J’adore le mot cucurbitacée et je suis bien désolé de ne jamais trouver l’occasion de l’utiliser. Enfin très rarement.
Les espoirs les plus fous sont parfois aussi – c’est une question de temps – les chagrins les plus inconsolables voire les regrets les plus amers.
Ils veulent bien apprendre, mais alors quelque chose qu’ils savent déjà !
Le non sépare mais révèle. Apparemment. Le oui répare mais nivèle. Probablement. Et donc ?
– Gros Lulu : Tiens revoilà notre auteur. Monsieur l’auteur, bonjour !

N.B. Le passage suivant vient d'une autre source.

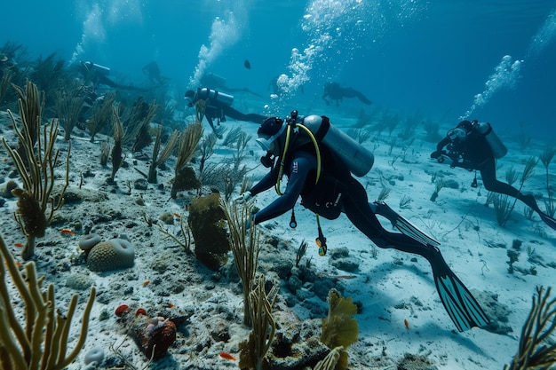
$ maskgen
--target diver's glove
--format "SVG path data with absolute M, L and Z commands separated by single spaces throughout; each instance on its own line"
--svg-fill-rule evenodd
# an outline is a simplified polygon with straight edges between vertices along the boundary
M 234 200 L 234 202 L 238 204 L 243 204 L 251 198 L 253 198 L 253 195 L 251 194 L 251 192 L 248 190 L 247 192 L 242 193 L 239 197 L 235 198 Z

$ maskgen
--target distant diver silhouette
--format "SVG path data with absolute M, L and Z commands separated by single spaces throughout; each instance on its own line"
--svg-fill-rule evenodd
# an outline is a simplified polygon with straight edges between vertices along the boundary
M 533 194 L 523 194 L 511 185 L 496 179 L 496 160 L 505 155 L 507 151 L 490 123 L 462 121 L 438 143 L 431 158 L 441 163 L 448 159 L 451 161 L 452 168 L 479 170 L 485 189 L 517 198 L 536 212 L 548 226 L 556 230 L 556 220 L 539 209 Z M 475 182 L 473 180 L 473 184 Z
M 265 118 L 266 118 L 261 114 L 254 113 L 243 114 L 234 109 L 232 107 L 234 97 L 214 89 L 203 87 L 198 88 L 196 91 L 188 90 L 186 91 L 185 98 L 188 106 L 195 106 L 195 103 L 199 100 L 207 101 L 204 117 L 207 119 L 210 128 L 215 131 L 218 138 L 221 138 L 221 136 L 215 130 L 214 120 L 216 120 L 218 125 L 219 125 L 220 122 L 225 122 L 226 116 L 238 121 L 247 121 L 260 124 L 265 121 Z
M 108 77 L 110 68 L 91 61 L 80 61 L 77 66 L 77 71 L 83 75 L 85 82 L 90 82 L 95 88 L 98 88 L 99 85 L 106 85 L 114 89 L 135 90 L 139 91 L 147 91 L 147 89 L 137 86 L 122 85 L 115 83 Z
M 210 89 L 215 90 L 223 90 L 228 92 L 248 92 L 250 94 L 255 95 L 256 97 L 262 98 L 261 95 L 257 92 L 253 92 L 250 90 L 244 88 L 232 88 L 226 84 L 226 77 L 222 77 L 221 75 L 215 75 L 213 73 L 208 73 L 201 77 L 201 86 L 206 86 Z
M 328 83 L 324 84 L 324 92 L 322 92 L 322 100 L 327 106 L 330 105 L 330 100 L 336 101 L 336 106 L 339 106 L 339 102 L 344 98 L 357 98 L 361 103 L 370 106 L 372 101 L 369 100 L 361 92 L 351 87 L 341 87 L 338 83 Z
M 143 67 L 143 75 L 145 75 L 152 83 L 162 84 L 164 82 L 160 75 L 158 63 L 155 61 L 152 61 Z

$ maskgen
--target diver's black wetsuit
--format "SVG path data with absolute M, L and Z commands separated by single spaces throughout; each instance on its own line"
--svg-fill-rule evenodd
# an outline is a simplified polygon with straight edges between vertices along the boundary
M 188 103 L 189 106 L 194 106 L 199 100 L 205 100 L 208 102 L 208 105 L 205 106 L 204 116 L 212 130 L 214 130 L 214 120 L 216 120 L 217 123 L 219 124 L 221 122 L 226 122 L 226 117 L 230 117 L 237 121 L 250 122 L 257 124 L 261 124 L 266 118 L 264 115 L 257 114 L 255 113 L 243 114 L 237 109 L 234 109 L 230 106 L 231 101 L 222 102 L 219 101 L 218 98 L 210 98 L 211 93 L 214 93 L 217 97 L 218 96 L 218 91 L 213 89 L 199 88 L 197 89 L 196 93 L 193 91 L 188 91 L 186 92 L 186 97 L 191 97 Z M 228 97 L 233 99 L 233 97 Z
M 336 165 L 327 166 L 330 161 L 322 161 L 322 173 L 315 185 L 317 169 L 315 156 L 307 151 L 298 150 L 291 154 L 290 158 L 291 160 L 287 161 L 284 166 L 288 185 L 283 194 L 255 215 L 253 219 L 255 224 L 284 214 L 294 207 L 298 198 L 301 196 L 301 204 L 305 208 L 325 218 L 336 218 L 341 210 L 355 227 L 379 248 L 393 248 L 403 252 L 415 253 L 429 262 L 442 258 L 436 247 L 422 244 L 407 235 L 390 232 L 382 227 L 369 204 L 365 188 L 351 176 L 345 163 L 337 162 Z M 338 159 L 336 161 L 339 161 Z M 255 195 L 271 188 L 276 183 L 276 168 L 273 169 L 250 190 L 250 193 Z M 336 191 L 330 192 L 331 188 L 335 188 Z M 326 207 L 327 199 L 330 207 Z M 335 202 L 338 203 L 337 213 L 330 210 L 334 208 Z M 327 215 L 329 210 L 330 214 Z
M 204 111 L 204 116 L 207 118 L 211 128 L 214 128 L 214 120 L 217 120 L 218 123 L 220 122 L 225 122 L 226 117 L 257 124 L 261 124 L 263 121 L 265 121 L 265 118 L 266 118 L 264 115 L 255 113 L 244 114 L 226 104 L 218 104 L 218 102 L 215 102 L 215 104 L 211 103 L 210 106 L 207 106 Z
M 496 179 L 496 160 L 484 135 L 474 130 L 469 121 L 461 122 L 457 128 L 463 129 L 469 134 L 465 139 L 451 139 L 447 135 L 438 143 L 436 152 L 431 154 L 431 157 L 439 158 L 446 148 L 445 154 L 453 161 L 452 167 L 479 170 L 485 189 L 517 198 L 536 212 L 542 213 L 533 195 L 525 195 L 511 185 Z

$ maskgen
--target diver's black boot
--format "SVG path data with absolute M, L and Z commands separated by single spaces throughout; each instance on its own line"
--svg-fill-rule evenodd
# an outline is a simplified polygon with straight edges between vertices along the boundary
M 535 212 L 536 212 L 543 220 L 543 222 L 546 224 L 551 229 L 556 230 L 556 220 L 543 212 L 541 209 L 538 208 L 538 205 L 536 204 L 536 200 L 535 199 L 535 196 L 533 196 L 533 194 L 523 195 L 520 199 L 521 200 L 521 201 L 530 207 Z
M 463 332 L 488 324 L 488 318 L 464 283 L 448 266 L 439 248 L 429 247 L 431 251 L 425 257 L 433 267 L 436 290 L 457 330 Z

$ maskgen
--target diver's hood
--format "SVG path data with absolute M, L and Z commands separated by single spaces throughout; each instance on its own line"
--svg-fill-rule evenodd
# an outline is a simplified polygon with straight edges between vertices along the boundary
M 195 103 L 195 91 L 193 90 L 187 91 L 184 98 L 187 106 L 193 106 L 193 103 Z

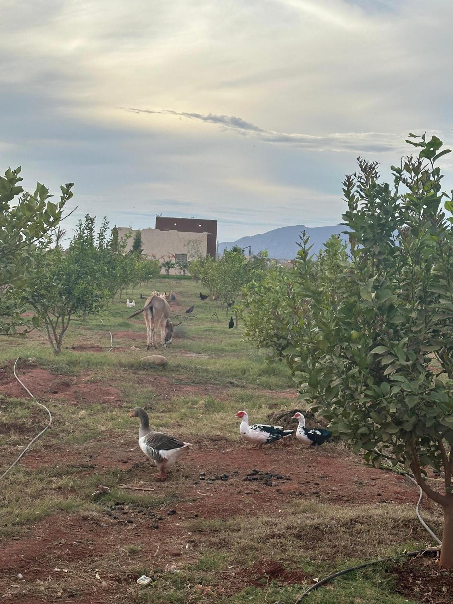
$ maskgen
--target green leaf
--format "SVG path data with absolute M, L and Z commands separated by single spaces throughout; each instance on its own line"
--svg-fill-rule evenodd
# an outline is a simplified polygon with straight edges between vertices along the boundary
M 387 346 L 376 346 L 376 348 L 370 352 L 370 355 L 382 355 L 384 352 L 388 352 L 388 348 Z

– Monsieur Lhoteur : Je ne suis pas l’auteur, je suis Lhoteur.
– G. L. : Ah oui c’est vrai et moi je suis Lulu, pas Lulu. Bon autrement, ça va ?
– M. L. : Oui.
– G. L. : Cool. La famille, la digestion, le P.E.L… ça va aussi ?
– M. L. : Oui.
– G. L. : Top. Au fait, ça fait une paye qu’on n’a pas eu des trucs à se dire. Vous étiez en vacances ?
– M. L. : Non.
– G. L. : D’ailleurs, je me demandais, parce que vous savez sûrement vous, c’est difficile à écrire un dialogue ?
– M. L. : Non.
– G. L. : Du coup, vous pourriez en écrire un, enfin un truc sympa, genre drôle et intelligent ?
– M. L. : Oui.
– G. L. : Parce là, quand même, vous ne vous foulez pas, oui, non, non, oui… Je pense plutôt à des phrases plus longues avec des mots plus compliqués.
– M. L. : …
– G. L. : En fait ce que je voudrais, c’est un texte beau, fort et intelligent, comme dans les vrais livres, mais il faut qu’on voie quand même que c’est Gros Lulu qui parle. C’est possible ?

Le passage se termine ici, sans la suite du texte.